34. - Hancur

14.4K 673 97
                                    

Everest baru pulang sekolah, cowok itu juga sehabis mengantar Embun. Ia memasuki Apartemennya dan ternyata di depan pintu unitnya sudah terdapat Abas dan beberapa bodyguard penjaga lelaki itu.

Abas dengan wajah tegasnya benar-benar mendelik tajam ke arah Everest. Raut kekecewaan dan kemarahan jelas terpancar di sana.

Tanpa peduli Everest menempelkan access cardnya dan membuka pintu unit Apartemen tanpa memperdulikan keberadaan Abas— Abas dianggap tidak ada oleh Everest.

Abas menggeleng-gelengkan kepalanya. Jujur ia juga letih menghadapai Everest.
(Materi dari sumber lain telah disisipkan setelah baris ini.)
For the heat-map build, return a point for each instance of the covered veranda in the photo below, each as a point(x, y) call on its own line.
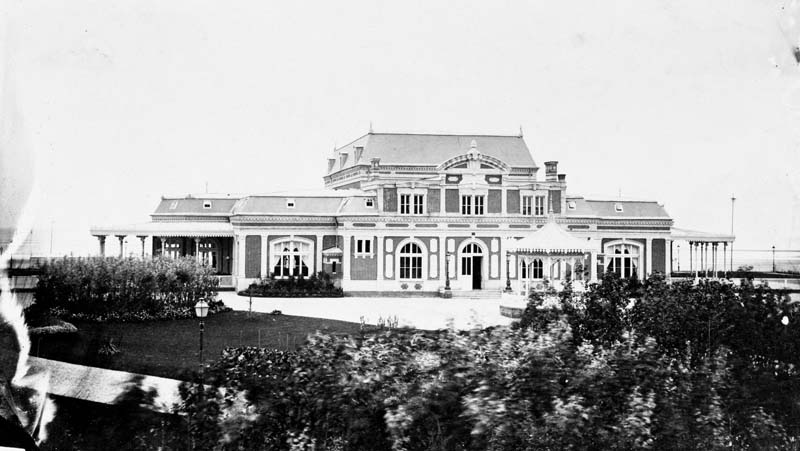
point(548, 258)
point(211, 243)
point(709, 256)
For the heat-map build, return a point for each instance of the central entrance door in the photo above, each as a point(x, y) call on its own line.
point(472, 265)
point(476, 272)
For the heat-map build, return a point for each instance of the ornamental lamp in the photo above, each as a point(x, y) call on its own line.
point(201, 309)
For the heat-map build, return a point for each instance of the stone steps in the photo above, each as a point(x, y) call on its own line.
point(476, 294)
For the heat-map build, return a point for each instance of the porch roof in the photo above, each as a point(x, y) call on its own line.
point(697, 235)
point(168, 229)
point(550, 239)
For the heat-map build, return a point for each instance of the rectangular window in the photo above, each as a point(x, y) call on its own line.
point(364, 247)
point(412, 204)
point(466, 205)
point(405, 204)
point(527, 202)
point(539, 207)
point(418, 202)
point(472, 204)
point(410, 267)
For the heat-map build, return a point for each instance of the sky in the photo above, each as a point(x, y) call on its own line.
point(106, 106)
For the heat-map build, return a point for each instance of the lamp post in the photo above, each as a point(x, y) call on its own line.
point(508, 274)
point(773, 258)
point(447, 271)
point(201, 310)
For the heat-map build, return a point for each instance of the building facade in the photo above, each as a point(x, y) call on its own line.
point(412, 213)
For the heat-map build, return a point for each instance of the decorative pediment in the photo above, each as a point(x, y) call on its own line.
point(473, 158)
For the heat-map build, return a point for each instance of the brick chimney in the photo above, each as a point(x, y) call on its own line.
point(551, 171)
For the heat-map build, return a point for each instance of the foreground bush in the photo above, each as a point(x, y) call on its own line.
point(123, 289)
point(608, 370)
point(318, 285)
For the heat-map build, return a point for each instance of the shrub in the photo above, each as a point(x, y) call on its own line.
point(319, 284)
point(127, 289)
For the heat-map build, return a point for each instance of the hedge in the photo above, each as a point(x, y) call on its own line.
point(318, 285)
point(123, 289)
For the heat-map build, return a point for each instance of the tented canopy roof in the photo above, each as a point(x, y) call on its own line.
point(550, 239)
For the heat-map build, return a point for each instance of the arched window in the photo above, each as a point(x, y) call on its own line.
point(469, 251)
point(208, 252)
point(537, 268)
point(410, 261)
point(291, 258)
point(534, 269)
point(623, 259)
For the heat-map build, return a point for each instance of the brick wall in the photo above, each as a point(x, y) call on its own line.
point(512, 201)
point(363, 268)
point(451, 201)
point(434, 200)
point(659, 255)
point(252, 262)
point(555, 200)
point(494, 201)
point(390, 199)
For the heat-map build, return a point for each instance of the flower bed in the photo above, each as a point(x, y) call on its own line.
point(317, 286)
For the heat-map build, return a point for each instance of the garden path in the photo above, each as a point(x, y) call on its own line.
point(105, 386)
point(419, 313)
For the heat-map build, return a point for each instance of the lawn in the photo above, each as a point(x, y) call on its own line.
point(171, 348)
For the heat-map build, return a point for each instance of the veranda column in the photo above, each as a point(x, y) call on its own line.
point(121, 239)
point(714, 259)
point(241, 262)
point(102, 239)
point(318, 256)
point(725, 258)
point(263, 268)
point(142, 237)
point(346, 257)
point(548, 273)
point(379, 255)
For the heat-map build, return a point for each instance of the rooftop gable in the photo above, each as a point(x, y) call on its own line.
point(408, 149)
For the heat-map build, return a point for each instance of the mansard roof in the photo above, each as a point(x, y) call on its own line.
point(608, 208)
point(196, 205)
point(429, 149)
point(330, 203)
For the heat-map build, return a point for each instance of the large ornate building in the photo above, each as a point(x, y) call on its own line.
point(412, 212)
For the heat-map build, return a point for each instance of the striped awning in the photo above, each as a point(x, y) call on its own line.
point(550, 239)
point(168, 229)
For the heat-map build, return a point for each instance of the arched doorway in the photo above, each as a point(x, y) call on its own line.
point(472, 265)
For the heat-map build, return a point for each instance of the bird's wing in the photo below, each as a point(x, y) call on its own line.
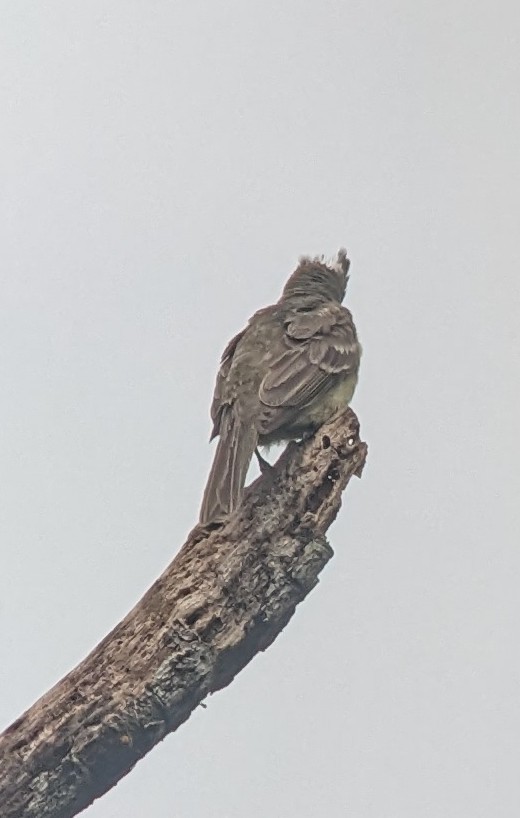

Namun Everest menjadi seperti ini karena dirinya sendiri. Ia membentuk kehidupan hancur yang mengelilingi Everest saat anak itu masih sangat kecil.

Abas mengikuti Everest masuk. Bodyguard bawahan Abas tentu saja mengikuti lelaki itu.

"Sachveer," ungkap Abas tanpa basa-basi.

Everest langsung membalikkan badannya dan menatap Abas tidak kalah sengit.

Saat nama Sachveer disebut, itu bagai panggilan besar bagi Everest. "Iya. Sachveer. Kenapa?" Everest seolah menantang Abas.

"Bubarkan itu!" suruh Abas. "Jika bukan kamu biar Papa yang turun tangan," Everest tau Abas sedang mengancamnya.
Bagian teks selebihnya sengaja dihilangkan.